Obecna rada ministrów liczy już 112 członków. Dla porównania, rząd Morawieckiego osiągnął maksymalnie 120 ministrów i wiceministrów. Najwięcej, bo aż 7 wiceministrów, jest w Ministerstwie Spraw Zagranicznych. 6 zastępców ma minister finansów.
W Kancelarii Premiera pracuje już 7 ministrów i 4 wiceministrzy. Wciąż nie obsadzono stanowiska rzecznika prasowego rządu.

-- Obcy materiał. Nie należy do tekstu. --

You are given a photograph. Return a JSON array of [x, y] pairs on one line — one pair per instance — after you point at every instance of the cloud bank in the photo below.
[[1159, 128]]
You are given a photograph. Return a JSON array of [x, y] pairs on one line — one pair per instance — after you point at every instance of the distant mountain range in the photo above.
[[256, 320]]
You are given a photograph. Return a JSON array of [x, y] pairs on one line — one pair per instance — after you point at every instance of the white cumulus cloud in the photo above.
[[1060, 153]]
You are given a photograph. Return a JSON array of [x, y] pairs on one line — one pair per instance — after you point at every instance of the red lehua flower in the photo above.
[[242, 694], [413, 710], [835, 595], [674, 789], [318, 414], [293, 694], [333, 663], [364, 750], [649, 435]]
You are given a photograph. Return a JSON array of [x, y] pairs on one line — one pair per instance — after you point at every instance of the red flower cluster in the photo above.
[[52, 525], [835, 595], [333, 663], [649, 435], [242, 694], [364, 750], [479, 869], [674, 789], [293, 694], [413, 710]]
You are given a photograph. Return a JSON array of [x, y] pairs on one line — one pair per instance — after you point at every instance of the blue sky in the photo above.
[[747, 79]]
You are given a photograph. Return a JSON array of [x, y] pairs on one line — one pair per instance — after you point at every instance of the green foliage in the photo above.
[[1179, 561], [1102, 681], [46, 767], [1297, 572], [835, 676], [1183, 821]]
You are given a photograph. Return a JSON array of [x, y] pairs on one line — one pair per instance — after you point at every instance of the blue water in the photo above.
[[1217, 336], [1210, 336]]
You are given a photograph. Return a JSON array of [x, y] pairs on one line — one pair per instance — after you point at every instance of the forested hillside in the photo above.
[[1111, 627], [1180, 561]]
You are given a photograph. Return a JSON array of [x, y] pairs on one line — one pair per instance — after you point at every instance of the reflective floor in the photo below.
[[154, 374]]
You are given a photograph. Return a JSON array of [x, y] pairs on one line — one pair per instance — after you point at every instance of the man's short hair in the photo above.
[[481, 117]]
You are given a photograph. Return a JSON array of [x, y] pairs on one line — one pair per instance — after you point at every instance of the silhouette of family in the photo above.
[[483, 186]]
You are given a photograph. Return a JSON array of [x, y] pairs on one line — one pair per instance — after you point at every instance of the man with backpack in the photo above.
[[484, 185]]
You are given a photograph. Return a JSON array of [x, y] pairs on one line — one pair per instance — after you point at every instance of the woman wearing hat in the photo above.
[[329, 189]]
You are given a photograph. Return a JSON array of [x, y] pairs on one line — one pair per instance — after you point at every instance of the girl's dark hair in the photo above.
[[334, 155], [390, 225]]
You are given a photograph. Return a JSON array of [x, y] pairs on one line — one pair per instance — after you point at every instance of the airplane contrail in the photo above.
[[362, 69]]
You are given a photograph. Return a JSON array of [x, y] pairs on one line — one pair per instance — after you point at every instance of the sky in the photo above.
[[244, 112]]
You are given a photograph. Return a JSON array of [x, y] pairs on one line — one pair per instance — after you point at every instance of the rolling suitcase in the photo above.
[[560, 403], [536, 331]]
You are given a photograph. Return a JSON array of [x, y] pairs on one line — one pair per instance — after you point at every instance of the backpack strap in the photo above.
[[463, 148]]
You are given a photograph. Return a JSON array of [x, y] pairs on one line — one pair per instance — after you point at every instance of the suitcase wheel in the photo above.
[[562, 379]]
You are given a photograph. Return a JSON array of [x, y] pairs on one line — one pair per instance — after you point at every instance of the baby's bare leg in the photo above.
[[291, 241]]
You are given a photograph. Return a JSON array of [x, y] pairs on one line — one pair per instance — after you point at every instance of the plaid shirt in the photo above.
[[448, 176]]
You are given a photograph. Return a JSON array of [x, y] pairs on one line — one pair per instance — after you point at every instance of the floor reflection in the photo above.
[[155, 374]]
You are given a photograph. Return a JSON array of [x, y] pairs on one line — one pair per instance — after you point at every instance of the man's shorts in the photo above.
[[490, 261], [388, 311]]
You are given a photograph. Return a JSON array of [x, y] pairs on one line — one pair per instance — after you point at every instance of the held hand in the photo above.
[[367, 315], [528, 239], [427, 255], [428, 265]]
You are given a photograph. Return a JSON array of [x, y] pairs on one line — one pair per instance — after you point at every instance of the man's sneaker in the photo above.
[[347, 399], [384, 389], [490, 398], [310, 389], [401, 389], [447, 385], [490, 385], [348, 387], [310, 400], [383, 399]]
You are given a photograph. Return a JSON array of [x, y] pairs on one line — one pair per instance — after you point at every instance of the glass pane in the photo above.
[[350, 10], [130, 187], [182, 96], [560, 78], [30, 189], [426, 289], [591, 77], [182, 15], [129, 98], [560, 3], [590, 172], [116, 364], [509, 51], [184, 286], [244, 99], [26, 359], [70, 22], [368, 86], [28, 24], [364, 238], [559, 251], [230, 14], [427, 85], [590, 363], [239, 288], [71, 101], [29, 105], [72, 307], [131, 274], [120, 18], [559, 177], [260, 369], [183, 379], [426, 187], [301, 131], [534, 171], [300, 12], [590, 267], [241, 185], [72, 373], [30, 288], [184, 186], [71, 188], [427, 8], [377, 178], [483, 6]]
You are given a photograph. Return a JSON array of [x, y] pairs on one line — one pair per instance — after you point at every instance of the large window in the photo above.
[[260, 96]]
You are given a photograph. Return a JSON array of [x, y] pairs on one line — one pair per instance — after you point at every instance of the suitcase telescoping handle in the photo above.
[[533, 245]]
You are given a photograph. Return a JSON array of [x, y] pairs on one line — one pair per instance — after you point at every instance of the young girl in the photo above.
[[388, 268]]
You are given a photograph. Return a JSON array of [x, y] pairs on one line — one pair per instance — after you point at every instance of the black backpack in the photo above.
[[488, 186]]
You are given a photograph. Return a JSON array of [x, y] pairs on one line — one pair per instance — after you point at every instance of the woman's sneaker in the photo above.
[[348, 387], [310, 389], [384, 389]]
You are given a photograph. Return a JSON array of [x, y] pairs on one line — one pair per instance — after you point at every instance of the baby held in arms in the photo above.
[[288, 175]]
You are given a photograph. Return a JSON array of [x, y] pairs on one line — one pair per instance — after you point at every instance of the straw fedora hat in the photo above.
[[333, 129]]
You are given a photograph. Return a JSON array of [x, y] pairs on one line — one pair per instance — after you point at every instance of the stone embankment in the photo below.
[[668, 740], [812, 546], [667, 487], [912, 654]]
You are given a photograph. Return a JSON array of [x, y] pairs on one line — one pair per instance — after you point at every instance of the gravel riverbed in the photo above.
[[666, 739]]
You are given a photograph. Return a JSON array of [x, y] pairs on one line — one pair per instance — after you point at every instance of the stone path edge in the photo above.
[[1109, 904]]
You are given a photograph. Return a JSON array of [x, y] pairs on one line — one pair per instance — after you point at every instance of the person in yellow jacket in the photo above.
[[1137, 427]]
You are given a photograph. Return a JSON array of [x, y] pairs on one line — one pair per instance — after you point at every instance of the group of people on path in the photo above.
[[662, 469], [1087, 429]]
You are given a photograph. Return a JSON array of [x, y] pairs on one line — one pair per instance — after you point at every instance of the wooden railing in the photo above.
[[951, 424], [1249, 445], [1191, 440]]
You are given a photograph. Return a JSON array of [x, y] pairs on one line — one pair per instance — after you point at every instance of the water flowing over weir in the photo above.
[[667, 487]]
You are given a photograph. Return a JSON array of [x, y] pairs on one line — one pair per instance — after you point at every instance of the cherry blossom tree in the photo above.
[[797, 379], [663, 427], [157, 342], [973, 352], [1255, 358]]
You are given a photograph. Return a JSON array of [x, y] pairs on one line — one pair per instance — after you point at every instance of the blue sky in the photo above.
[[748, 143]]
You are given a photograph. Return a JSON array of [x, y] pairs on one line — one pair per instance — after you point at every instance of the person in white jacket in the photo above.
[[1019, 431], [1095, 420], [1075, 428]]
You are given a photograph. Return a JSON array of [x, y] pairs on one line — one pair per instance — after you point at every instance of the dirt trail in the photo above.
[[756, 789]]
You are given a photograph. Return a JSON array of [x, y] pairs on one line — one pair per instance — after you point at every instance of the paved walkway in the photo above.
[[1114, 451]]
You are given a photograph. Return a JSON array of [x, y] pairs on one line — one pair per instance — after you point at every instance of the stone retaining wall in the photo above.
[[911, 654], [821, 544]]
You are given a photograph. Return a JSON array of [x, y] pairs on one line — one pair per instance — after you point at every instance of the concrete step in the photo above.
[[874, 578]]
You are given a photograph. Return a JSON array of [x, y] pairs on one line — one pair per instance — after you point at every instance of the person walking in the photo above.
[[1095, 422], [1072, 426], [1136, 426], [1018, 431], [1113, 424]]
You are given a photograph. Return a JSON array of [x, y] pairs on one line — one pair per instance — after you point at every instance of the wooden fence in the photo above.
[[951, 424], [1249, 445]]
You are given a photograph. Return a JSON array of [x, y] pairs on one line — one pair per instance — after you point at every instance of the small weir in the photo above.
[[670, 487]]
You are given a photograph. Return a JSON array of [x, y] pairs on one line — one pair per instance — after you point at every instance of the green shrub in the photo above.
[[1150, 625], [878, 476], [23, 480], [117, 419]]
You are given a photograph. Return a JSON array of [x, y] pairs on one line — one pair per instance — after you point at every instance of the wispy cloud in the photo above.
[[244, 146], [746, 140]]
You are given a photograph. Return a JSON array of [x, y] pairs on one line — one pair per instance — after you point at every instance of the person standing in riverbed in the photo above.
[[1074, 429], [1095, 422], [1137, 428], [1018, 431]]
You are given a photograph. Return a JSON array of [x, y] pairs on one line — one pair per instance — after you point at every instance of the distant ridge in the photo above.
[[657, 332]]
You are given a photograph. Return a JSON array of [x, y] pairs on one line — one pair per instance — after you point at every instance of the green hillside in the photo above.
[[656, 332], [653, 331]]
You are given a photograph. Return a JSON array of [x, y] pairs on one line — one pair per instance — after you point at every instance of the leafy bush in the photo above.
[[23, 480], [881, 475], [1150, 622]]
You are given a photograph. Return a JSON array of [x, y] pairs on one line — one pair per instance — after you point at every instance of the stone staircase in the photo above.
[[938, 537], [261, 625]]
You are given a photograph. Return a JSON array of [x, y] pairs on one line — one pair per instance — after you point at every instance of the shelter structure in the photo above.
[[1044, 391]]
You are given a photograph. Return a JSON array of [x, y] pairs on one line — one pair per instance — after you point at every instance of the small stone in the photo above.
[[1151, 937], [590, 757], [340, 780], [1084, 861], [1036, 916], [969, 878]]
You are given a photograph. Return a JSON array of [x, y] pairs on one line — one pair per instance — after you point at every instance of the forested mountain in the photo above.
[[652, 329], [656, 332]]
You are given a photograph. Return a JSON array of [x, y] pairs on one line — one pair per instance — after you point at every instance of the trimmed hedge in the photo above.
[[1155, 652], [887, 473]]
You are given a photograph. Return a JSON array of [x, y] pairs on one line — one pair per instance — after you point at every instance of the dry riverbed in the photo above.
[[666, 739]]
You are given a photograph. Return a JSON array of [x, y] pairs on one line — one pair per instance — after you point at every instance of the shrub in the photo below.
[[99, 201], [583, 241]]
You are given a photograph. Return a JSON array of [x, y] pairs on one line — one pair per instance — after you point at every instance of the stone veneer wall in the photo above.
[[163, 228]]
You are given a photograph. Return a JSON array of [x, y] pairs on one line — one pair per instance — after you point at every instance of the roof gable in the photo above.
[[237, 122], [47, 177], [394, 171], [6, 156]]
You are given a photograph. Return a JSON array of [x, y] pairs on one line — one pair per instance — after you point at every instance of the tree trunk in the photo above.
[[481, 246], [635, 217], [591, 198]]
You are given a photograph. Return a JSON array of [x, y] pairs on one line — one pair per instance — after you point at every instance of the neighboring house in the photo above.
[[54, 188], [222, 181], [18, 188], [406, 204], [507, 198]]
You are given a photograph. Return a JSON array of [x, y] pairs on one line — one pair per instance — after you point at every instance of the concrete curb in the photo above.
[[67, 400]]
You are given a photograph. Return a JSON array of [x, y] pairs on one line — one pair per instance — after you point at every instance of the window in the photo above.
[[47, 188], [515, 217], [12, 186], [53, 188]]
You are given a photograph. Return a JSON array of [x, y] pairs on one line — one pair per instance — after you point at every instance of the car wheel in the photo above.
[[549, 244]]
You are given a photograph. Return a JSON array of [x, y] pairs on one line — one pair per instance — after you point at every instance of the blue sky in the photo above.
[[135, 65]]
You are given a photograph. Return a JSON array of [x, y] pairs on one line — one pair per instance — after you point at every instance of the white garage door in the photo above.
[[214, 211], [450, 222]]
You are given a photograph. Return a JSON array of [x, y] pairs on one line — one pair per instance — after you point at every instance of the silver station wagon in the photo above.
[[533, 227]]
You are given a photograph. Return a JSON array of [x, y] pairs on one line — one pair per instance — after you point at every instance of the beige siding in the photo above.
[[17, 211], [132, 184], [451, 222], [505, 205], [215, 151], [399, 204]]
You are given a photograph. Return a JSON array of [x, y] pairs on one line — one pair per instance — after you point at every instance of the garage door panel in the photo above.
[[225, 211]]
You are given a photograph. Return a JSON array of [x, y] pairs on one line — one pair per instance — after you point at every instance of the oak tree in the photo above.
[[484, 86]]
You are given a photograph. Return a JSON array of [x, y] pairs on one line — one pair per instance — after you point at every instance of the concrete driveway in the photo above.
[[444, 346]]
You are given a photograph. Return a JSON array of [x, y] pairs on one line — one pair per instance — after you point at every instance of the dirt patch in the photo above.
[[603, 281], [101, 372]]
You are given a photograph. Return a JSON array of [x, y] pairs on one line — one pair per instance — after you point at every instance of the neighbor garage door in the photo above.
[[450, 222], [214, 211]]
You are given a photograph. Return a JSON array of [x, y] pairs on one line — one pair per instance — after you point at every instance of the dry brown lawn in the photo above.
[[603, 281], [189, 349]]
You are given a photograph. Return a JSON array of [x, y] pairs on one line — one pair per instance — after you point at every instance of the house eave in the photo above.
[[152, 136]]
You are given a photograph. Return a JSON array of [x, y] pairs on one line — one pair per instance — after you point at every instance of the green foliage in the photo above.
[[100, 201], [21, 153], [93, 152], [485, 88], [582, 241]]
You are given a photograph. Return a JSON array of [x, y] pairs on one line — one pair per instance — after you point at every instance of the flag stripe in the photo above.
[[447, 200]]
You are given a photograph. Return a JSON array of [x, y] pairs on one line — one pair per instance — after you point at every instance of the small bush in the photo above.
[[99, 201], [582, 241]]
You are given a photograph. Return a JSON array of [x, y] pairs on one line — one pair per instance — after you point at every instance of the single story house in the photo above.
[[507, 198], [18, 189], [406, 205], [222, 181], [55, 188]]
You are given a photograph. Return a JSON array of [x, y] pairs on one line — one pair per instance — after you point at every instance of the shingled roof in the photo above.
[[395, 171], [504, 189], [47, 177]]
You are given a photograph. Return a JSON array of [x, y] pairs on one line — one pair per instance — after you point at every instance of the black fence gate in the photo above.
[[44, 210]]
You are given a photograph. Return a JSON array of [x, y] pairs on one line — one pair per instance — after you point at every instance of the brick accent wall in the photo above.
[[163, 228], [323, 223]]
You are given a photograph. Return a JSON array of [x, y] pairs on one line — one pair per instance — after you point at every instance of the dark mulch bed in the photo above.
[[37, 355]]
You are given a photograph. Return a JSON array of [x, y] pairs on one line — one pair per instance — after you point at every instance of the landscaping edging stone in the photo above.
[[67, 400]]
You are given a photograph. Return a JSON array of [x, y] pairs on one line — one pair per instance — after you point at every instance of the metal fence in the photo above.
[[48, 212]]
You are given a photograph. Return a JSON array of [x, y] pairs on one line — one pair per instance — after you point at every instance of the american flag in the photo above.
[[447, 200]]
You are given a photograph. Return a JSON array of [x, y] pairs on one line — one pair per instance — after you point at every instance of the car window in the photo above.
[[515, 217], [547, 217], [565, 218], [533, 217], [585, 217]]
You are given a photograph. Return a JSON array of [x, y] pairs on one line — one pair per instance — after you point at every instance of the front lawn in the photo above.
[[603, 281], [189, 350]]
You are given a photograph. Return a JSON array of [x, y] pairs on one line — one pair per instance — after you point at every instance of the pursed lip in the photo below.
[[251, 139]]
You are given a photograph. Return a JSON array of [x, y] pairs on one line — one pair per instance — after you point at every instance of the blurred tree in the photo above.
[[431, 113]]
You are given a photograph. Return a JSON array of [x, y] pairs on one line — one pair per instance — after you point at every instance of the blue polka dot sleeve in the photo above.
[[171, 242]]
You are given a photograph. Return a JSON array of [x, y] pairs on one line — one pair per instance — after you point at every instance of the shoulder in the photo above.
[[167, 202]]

Utrzymanie tak pokaźnego gabinetu to spory wydatek dla budżetu państwa. Szacuje się, że miesięcznie kosztuje to 1,77 mln zł.
Kosztowny wzrost
Komentatorzy przypominają, że ugrupowanie Donalda Tuska w kampanii wyborczej obiecywało redukcję liczby członków rządu. W pewnym sensie dotrzymało słowa, bo "odchudzenie" faktycznie nastąpiło - w porównaniu do rekordowego gabinetu Mateusza Morawieckiego.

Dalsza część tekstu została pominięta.